Specifically, in Muhammad’s vision, the archangel appeared as a being of light endowed with 600 wings that filled the firmament and beat in it.
And in the case of Sufi Ruzbehan Babli, he relates the following: “In the first row, I saw Gabriel, like a maiden, like a moon amid the stars. Her hair was like a woman’s, for it fell in long braids. He wore a red suit interspersed with green… He is the most beautiful of the angels… his face is like a red rose.”
Archangel Gabriel Day
St. Gabriel’s Day was originally celebrated on March 24. In 1969, it was transferred to September 29 to be celebrated together with the other angels and archangels.
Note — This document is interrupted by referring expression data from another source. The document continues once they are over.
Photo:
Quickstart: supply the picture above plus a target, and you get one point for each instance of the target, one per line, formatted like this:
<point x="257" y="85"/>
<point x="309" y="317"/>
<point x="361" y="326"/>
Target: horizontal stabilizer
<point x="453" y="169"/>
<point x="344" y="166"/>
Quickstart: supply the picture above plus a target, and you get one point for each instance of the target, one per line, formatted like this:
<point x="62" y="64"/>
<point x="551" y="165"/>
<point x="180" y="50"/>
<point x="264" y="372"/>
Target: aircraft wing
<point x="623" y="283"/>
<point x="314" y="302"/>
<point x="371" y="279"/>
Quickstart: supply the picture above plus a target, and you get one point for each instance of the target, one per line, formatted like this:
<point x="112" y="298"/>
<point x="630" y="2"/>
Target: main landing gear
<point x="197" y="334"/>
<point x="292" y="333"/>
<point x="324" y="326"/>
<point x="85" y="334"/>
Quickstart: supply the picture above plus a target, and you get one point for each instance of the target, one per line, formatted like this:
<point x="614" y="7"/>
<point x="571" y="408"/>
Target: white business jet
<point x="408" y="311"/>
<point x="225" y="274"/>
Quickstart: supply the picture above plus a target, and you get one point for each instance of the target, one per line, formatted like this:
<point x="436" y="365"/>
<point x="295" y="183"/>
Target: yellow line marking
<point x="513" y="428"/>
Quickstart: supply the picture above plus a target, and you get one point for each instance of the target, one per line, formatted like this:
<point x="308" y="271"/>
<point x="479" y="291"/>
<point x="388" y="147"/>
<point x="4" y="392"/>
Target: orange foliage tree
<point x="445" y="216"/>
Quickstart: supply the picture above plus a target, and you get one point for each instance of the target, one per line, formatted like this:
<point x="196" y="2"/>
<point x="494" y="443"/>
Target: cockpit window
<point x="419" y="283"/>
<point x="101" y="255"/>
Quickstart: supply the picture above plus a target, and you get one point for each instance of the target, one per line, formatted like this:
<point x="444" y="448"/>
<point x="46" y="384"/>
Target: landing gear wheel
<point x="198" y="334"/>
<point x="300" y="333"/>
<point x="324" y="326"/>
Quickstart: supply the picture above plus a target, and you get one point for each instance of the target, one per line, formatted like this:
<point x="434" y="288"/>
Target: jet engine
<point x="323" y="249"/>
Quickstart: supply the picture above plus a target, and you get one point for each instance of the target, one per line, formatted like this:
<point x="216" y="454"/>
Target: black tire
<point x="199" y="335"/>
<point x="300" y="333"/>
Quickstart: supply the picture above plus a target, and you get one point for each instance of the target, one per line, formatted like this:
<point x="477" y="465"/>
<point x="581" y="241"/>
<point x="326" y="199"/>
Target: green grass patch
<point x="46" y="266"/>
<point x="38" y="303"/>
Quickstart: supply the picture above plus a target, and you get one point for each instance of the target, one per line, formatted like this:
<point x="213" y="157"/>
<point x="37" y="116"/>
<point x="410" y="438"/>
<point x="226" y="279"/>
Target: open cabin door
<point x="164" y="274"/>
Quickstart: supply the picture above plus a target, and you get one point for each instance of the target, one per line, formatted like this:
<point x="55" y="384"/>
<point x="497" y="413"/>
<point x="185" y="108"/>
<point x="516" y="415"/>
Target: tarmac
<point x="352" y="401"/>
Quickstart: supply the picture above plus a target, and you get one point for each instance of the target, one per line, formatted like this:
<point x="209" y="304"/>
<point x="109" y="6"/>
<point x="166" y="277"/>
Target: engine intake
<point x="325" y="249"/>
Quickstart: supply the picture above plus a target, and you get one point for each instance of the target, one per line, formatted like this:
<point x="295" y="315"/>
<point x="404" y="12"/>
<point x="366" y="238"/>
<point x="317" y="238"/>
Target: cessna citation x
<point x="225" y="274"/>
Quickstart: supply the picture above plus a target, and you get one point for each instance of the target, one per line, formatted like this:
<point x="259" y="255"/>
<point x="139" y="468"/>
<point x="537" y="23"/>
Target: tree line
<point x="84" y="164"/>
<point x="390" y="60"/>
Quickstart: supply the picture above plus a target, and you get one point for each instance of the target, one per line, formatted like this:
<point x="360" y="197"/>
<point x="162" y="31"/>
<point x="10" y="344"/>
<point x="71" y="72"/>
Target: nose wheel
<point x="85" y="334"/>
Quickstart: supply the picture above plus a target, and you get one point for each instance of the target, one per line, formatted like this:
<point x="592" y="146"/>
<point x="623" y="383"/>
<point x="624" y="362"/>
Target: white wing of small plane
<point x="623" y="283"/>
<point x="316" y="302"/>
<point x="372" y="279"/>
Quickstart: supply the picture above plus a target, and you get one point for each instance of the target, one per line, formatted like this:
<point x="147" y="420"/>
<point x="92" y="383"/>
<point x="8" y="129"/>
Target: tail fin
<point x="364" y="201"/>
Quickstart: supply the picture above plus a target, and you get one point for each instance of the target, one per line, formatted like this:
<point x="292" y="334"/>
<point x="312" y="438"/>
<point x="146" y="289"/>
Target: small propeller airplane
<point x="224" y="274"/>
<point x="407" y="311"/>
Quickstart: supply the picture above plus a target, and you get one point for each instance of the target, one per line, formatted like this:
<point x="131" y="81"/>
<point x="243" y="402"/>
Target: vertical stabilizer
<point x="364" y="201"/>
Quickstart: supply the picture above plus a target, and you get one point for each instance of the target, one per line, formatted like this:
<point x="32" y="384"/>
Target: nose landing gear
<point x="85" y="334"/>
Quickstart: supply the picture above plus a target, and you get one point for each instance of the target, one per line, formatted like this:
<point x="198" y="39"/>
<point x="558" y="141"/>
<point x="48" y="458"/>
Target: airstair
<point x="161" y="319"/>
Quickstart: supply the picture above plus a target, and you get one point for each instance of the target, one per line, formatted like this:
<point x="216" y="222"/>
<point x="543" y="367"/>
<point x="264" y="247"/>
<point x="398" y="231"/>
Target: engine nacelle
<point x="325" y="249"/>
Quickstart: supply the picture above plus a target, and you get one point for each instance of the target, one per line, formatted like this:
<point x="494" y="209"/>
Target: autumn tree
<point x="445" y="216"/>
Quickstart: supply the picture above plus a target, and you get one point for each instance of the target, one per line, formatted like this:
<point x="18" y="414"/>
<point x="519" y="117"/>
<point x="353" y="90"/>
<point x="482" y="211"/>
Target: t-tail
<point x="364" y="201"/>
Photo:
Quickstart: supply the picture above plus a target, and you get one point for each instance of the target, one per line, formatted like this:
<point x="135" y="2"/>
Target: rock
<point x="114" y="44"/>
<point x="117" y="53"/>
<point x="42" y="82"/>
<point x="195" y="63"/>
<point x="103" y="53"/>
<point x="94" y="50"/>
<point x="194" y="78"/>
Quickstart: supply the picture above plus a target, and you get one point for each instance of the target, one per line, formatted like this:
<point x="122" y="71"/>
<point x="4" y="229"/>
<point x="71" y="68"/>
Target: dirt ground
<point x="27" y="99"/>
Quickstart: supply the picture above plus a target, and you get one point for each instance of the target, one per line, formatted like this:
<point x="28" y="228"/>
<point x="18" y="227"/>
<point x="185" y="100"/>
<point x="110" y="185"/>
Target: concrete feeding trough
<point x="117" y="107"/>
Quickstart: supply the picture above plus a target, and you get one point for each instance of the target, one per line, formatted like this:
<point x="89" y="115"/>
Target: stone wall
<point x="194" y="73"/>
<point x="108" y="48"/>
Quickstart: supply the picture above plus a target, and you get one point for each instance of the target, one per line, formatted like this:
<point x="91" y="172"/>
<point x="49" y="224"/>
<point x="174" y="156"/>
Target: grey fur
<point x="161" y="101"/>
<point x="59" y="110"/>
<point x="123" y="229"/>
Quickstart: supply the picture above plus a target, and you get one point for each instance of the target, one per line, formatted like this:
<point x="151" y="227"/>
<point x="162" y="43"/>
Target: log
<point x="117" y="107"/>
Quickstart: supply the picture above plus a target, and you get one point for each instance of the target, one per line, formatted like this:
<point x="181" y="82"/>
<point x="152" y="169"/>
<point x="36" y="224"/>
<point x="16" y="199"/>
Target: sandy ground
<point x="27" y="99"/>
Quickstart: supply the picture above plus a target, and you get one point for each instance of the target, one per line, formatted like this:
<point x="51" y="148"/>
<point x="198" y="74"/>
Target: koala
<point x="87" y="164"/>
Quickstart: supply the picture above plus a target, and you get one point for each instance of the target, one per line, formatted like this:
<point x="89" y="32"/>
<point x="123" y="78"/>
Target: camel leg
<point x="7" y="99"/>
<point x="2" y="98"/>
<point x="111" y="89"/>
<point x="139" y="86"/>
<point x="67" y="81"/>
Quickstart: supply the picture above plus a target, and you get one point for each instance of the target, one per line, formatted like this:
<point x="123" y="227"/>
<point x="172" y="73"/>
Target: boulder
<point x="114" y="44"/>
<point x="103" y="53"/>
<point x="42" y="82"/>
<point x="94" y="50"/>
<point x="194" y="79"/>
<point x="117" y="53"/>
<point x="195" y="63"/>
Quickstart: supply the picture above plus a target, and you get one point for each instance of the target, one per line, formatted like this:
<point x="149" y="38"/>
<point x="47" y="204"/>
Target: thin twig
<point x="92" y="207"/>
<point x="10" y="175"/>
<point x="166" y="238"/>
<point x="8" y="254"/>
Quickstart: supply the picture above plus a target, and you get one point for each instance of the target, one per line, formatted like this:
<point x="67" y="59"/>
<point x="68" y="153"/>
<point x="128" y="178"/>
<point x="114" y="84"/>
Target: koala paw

Churches that celebrate the Byzantine rite celebrate the archangel Gabriel on November 8. The Eastern Orthodox commemorates him on two additional days: March 26 is the “Synaxis of the Archangel Gabriel”, which is celebrated for his role in the Annunciation.
July 13 is known by the same name and celebrates all the appearances and miracles of the Archangel Gabriel throughout history.
This holiday originated on Mount Athos in the 9th century. It is said that the archangel appeared in a cell near Karyes, where he wrote with his finger on a stone the Hymn to the Theotokos.
The Church of Ethiopia celebrates its feast day on December 28. Many faithful make a pilgrimage to a church dedicated to St. Gabriel in Kulubi.